Tim Evans, energy futures specialist at Citi Futures, noted, "Past outages have ranged from a few days all the way up to two years, although the need for oil revenues will be a strong incentive to negotiate a pipeline restart sooner rather than later."

However, data released this week from Wood Mackenzie suggests that any decline in global output will be rendered meaningless by the nation that media seems to have singled out as the key gadfly in the push by the Organization of the Petroleum Exporting Countries (OPEC) and partners to reduce the glut - namely, the U.S.
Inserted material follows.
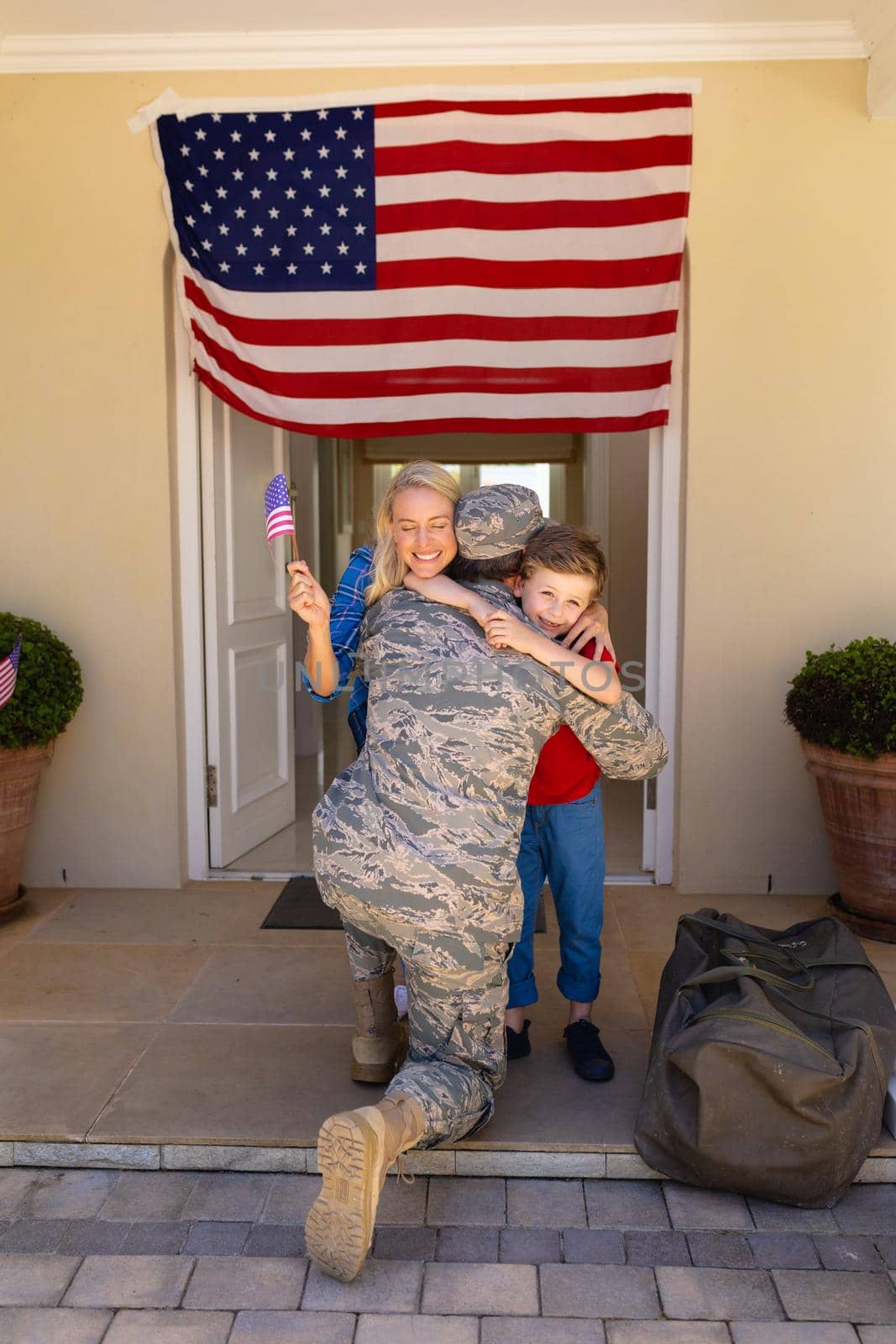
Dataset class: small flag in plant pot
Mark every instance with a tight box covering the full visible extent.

In an analysis of 33 of largest upstream companies with hedging programs, the consultancy found that an annualized 648,000 bpd of new oil hedges have been added by oil producers since the fourth quarter of 2016, an increase of 33 percent from the third quarter of the year and more than in any of the previous four quarters.

Andy McConn, research analyst for Wood Mackenzie, pointed out that "Those producers – most of which are highly exposed to U.S. (shale) – will use hedging gains to help plug any budget deficits caused by sub-$50 spot prices."

In short, the numbers strongly indicate that U.S. drilling activity will continue to increase, although McConn went on to state that oil futures prices must recover before producers can lock in prices over $55 per barrel for next year, "which is what we think is needed to organically fund significant (shale) oil production growth."

Meanwhile, more bad news for those concerned with swelling inventories and rampant production came in the form of analysts polled by Reuters predicting that upcoming data will show U.S. crude oil stocks rising 1.4 million barrels in the latest week.

This caused Ole Hansen, head of commodity strategy at Saxo Bank, to remark, "An increase of more than 322,000 barrels will see Cushing hit a record."

Bill Baruch, chief market strategist at IITrader, recently warned that even if an extension of the OPEC output reduction agreement is ratified, the rise in U.S. shale production alone will wipe out most of its gains: "The U.S. has already taken up two thirds of the OPEC cuts with the remainder of 2017 left."